Chairman and co-founder Richard Olsen told Reuters in an interview that the FXTrade Web site (http://www.fxtrade.oanda.com) was not trying to compete with multi-bank trading systems such as Currenex and the yet-to-be launched Atriax and FX Alliance.
"In the past, the FX market has been the exclusive club of guys who trade in the millions (of dollars), but we are opening it up for the lower end," he said. "We are targeting the mass market, which literally has an interest to trade from $1 to $1 million," Olsen said. fxTrade's currency trading platform is aimed at a day trader playing with a few thousand dollars, a small business owner who needs to convert dollars to yen to buy goods in Tokyo, or even a young couple in need of several hundred euros for their Paris honeymoon.

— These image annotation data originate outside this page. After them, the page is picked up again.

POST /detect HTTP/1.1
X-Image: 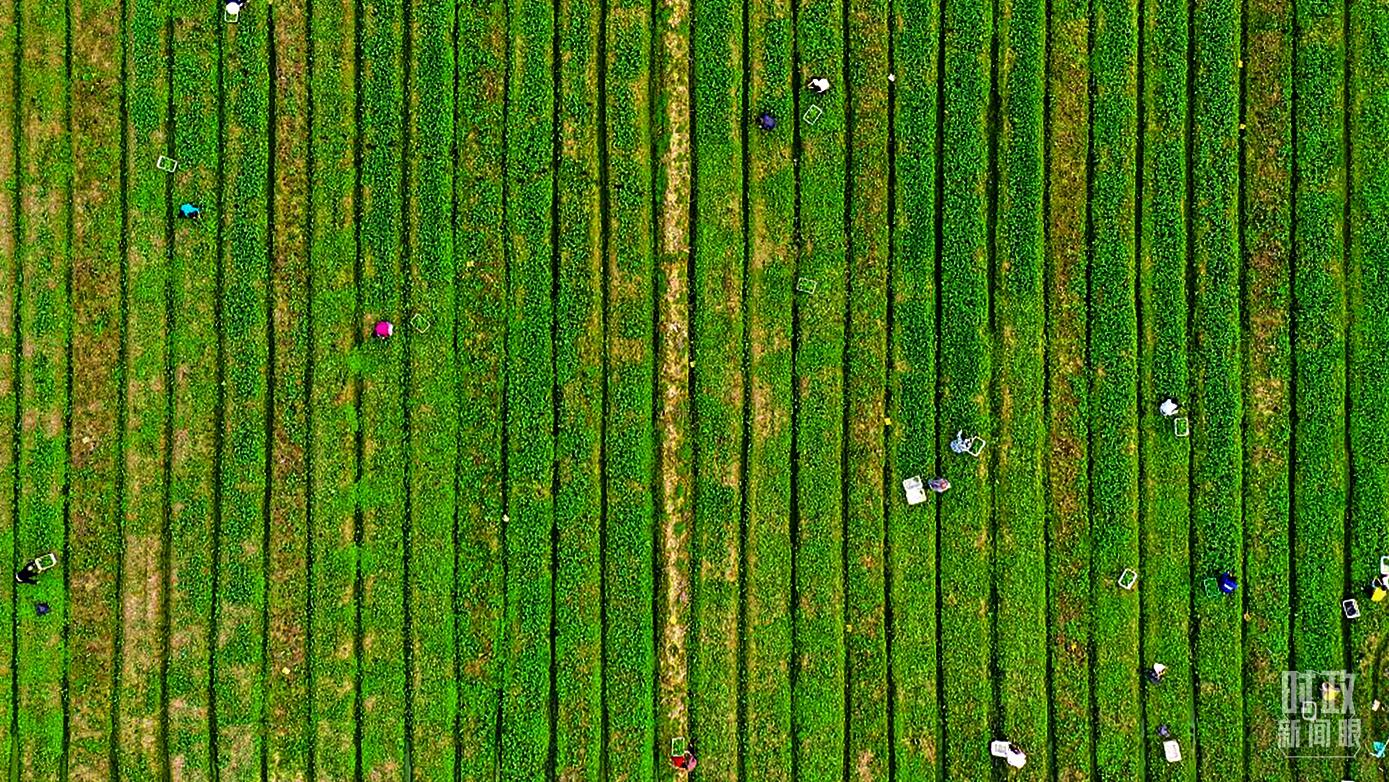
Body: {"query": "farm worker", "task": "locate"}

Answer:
[671,743,699,771]
[1143,663,1167,685]
[950,429,974,453]
[14,563,39,583]
[1365,575,1389,603]
[1006,742,1028,768]
[1218,571,1239,594]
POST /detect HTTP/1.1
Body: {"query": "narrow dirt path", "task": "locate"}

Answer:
[653,0,693,766]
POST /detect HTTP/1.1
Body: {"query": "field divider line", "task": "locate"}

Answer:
[257,3,279,779]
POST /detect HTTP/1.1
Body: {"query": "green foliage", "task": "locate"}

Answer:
[1046,0,1093,782]
[743,0,796,782]
[65,0,125,776]
[690,0,745,781]
[400,0,460,779]
[357,0,408,776]
[1089,0,1143,781]
[1347,6,1389,778]
[500,0,554,782]
[936,0,995,779]
[114,3,172,782]
[0,3,22,768]
[1138,0,1194,779]
[553,0,603,782]
[994,0,1050,769]
[845,0,900,778]
[13,3,74,779]
[1242,0,1293,782]
[603,0,657,782]
[1292,3,1349,778]
[165,10,220,776]
[794,0,846,781]
[885,0,942,782]
[307,3,363,779]
[1181,1,1244,779]
[213,6,269,778]
[454,0,508,782]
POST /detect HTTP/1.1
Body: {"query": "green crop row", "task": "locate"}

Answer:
[1138,0,1194,766]
[357,0,414,778]
[213,3,269,779]
[845,0,901,779]
[553,0,603,782]
[452,0,510,782]
[0,3,22,768]
[1292,1,1347,778]
[994,0,1050,776]
[690,0,745,782]
[1089,0,1143,779]
[794,0,846,781]
[1046,0,1095,782]
[164,8,221,776]
[66,0,125,778]
[400,0,460,779]
[11,1,71,779]
[933,0,995,779]
[1182,0,1245,779]
[1347,0,1389,779]
[306,0,363,779]
[263,0,313,778]
[743,0,796,782]
[603,0,657,782]
[885,0,942,782]
[1242,0,1293,782]
[500,0,556,782]
[114,1,172,782]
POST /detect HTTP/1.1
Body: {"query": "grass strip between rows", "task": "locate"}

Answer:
[1346,4,1389,779]
[936,0,997,779]
[553,0,603,782]
[453,0,510,782]
[740,0,796,782]
[601,0,657,782]
[690,0,746,782]
[306,0,363,779]
[1046,0,1095,782]
[114,1,172,782]
[1089,0,1143,779]
[65,0,125,779]
[1189,0,1263,779]
[213,8,272,779]
[11,1,74,779]
[164,8,222,781]
[1290,0,1349,779]
[400,0,461,781]
[794,0,849,782]
[1240,0,1293,782]
[500,0,556,782]
[885,0,942,782]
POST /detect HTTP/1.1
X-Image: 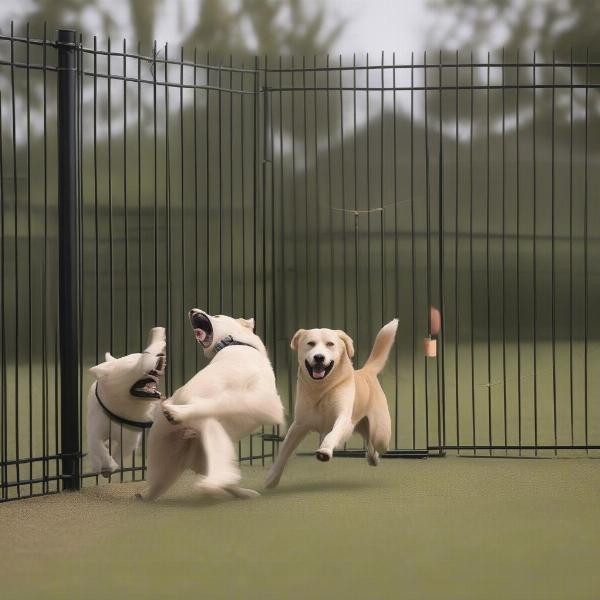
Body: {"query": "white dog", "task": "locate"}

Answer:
[87,327,166,477]
[265,319,398,488]
[145,309,283,500]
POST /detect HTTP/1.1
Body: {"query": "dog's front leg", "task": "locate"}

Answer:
[162,396,245,425]
[265,421,309,488]
[317,412,354,461]
[195,419,246,494]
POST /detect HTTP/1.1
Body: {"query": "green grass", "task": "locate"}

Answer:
[0,458,600,600]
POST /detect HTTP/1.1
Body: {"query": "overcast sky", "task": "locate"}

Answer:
[0,0,432,58]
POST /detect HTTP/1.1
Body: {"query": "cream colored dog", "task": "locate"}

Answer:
[265,319,398,488]
[145,308,283,500]
[87,327,167,477]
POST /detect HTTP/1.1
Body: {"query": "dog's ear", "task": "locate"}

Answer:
[335,329,354,358]
[90,359,116,381]
[290,329,306,350]
[238,318,254,331]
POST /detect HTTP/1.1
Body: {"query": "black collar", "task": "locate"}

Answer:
[212,335,258,356]
[94,381,153,429]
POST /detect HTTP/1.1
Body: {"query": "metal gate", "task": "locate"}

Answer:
[264,53,600,456]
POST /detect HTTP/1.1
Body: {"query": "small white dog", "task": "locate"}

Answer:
[144,308,283,500]
[87,327,167,477]
[265,319,398,488]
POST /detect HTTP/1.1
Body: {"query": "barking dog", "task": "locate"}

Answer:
[265,319,398,488]
[87,327,167,477]
[145,308,283,500]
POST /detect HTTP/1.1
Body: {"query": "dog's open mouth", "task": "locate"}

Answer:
[304,360,333,379]
[129,375,161,400]
[190,312,213,348]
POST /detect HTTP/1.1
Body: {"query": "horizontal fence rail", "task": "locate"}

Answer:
[0,22,600,500]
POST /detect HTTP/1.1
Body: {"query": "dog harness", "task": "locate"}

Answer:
[213,335,258,354]
[94,381,154,429]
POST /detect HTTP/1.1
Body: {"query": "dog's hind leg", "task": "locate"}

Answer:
[367,392,392,454]
[265,421,308,488]
[87,398,119,477]
[141,413,190,500]
[195,419,251,495]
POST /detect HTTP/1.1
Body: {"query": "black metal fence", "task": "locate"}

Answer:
[0,23,600,500]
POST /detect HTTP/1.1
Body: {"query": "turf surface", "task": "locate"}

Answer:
[0,457,600,600]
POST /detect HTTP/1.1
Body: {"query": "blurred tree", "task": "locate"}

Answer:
[12,0,345,56]
[429,0,600,127]
[430,0,600,61]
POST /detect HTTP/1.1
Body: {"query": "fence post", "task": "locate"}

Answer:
[57,29,81,490]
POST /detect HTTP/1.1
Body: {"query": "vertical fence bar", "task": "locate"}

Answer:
[57,29,81,490]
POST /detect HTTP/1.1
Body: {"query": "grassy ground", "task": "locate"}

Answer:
[0,458,600,600]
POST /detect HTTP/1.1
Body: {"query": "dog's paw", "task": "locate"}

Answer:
[161,402,182,425]
[92,457,119,479]
[367,452,379,467]
[194,480,227,498]
[316,448,333,462]
[265,473,280,489]
[227,485,260,500]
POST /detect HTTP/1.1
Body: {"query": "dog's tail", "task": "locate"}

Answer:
[363,319,398,375]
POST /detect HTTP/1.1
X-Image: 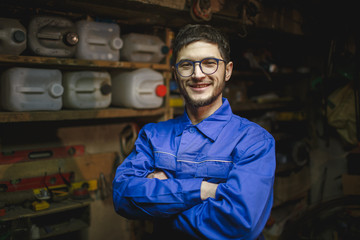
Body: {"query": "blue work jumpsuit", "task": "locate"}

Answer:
[113,98,276,240]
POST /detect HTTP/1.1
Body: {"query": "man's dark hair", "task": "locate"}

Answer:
[171,24,230,65]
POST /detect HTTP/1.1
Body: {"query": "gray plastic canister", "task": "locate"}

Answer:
[28,16,79,57]
[111,68,167,109]
[63,71,111,109]
[75,20,123,61]
[0,67,64,111]
[121,33,169,63]
[0,18,27,55]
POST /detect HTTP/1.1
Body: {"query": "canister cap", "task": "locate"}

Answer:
[155,84,167,97]
[13,30,26,43]
[49,83,64,98]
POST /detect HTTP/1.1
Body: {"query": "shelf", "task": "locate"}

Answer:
[0,199,93,222]
[0,55,170,71]
[0,108,166,123]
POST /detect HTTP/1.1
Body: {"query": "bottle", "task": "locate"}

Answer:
[111,68,167,109]
[75,20,123,61]
[63,71,111,109]
[121,33,169,63]
[0,67,64,111]
[28,16,79,57]
[0,18,27,56]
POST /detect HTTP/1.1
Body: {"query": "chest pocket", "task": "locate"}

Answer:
[195,159,233,179]
[154,151,176,172]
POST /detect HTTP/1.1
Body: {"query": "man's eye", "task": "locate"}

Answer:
[201,59,216,66]
[180,62,192,68]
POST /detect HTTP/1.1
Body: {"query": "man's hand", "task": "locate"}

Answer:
[200,181,218,200]
[147,170,168,180]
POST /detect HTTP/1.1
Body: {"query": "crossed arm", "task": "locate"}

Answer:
[147,170,219,200]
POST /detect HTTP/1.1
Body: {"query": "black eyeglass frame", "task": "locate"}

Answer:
[175,57,226,77]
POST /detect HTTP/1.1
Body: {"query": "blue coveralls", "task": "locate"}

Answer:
[113,98,276,240]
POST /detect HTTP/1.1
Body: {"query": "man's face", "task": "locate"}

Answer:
[174,41,232,107]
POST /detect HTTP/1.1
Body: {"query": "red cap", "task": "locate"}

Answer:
[155,84,167,97]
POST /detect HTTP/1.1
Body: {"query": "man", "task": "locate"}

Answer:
[113,25,275,240]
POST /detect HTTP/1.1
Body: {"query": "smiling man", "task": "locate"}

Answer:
[113,25,275,240]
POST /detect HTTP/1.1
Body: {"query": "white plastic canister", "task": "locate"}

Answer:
[121,33,169,63]
[63,71,111,109]
[112,68,167,109]
[0,18,26,55]
[76,20,123,61]
[28,16,79,57]
[0,67,64,111]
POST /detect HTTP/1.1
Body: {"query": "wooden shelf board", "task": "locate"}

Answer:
[0,108,166,123]
[0,199,93,222]
[0,55,170,70]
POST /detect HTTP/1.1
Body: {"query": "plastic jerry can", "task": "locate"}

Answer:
[0,18,27,55]
[112,68,167,109]
[63,71,111,109]
[0,67,64,111]
[76,20,123,61]
[121,33,169,63]
[28,16,79,57]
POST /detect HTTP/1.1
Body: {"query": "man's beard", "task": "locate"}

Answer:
[179,76,225,108]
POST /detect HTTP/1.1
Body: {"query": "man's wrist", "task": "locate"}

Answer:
[200,181,218,200]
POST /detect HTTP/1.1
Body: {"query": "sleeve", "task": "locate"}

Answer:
[113,126,202,219]
[173,138,276,240]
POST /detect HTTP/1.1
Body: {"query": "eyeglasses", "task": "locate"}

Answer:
[175,58,225,77]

AIMS TO BE THE FX MARKET'S 'E-TRADE'
To learn more about fxTrade, visitors to the site can play fxGame, a simulation that uses the same online interface and transaction platform as fxTrade. The game allows players to simulate real market conditions and trading, but without the risk. Olsen said fxTrade offers price transparency, with the trading platform quoting continuous real-time executable pricing, as well as real-time settlement, confirmation and account management. The site offers spot market trades in major currencies such as the euro,
<EUR=> the British pound <GBP=> and yen.<JPY=> The company said it may broaden its currency offerings to include emerging market and exotic units, should investor demand prove sufficient. Although fxTrade offers some short- and intermediate-term forecasting tools, the company says the site's appeal lies in in the fact that fxTrade requires no start-up costs, commissions or transaction fees. Rather than collect fixed transaction fees, the company says it aims to make money on price spreads. It said the spreads posted on fxTrade will be competitive with other online trade providers. As such, it hopes to attract the same type of investors who frequent online trading venues such as E-Trade and broker Charles Schwab's Web sites. He said that entities such as FXAll and Atriax did not pose a threat to fxTrade's entry into the marketplace because their customer base was much different. "(FXAll and Atriax) have a different customer base. They literally do not want the guy that trades (only) $10,000," Olsen said. Jeffrey Hunter, OANDA's president, said the platform's longer-term objective would be to offer its services to banks and brokerage houses that do not yet have an on-line FX trading product -- while striving to appeal to retail investors. "Our main goal is that by the end of the year ... we have as a customer at least one existing online brokerage company that does not have foreign currency trading online as a product," he said.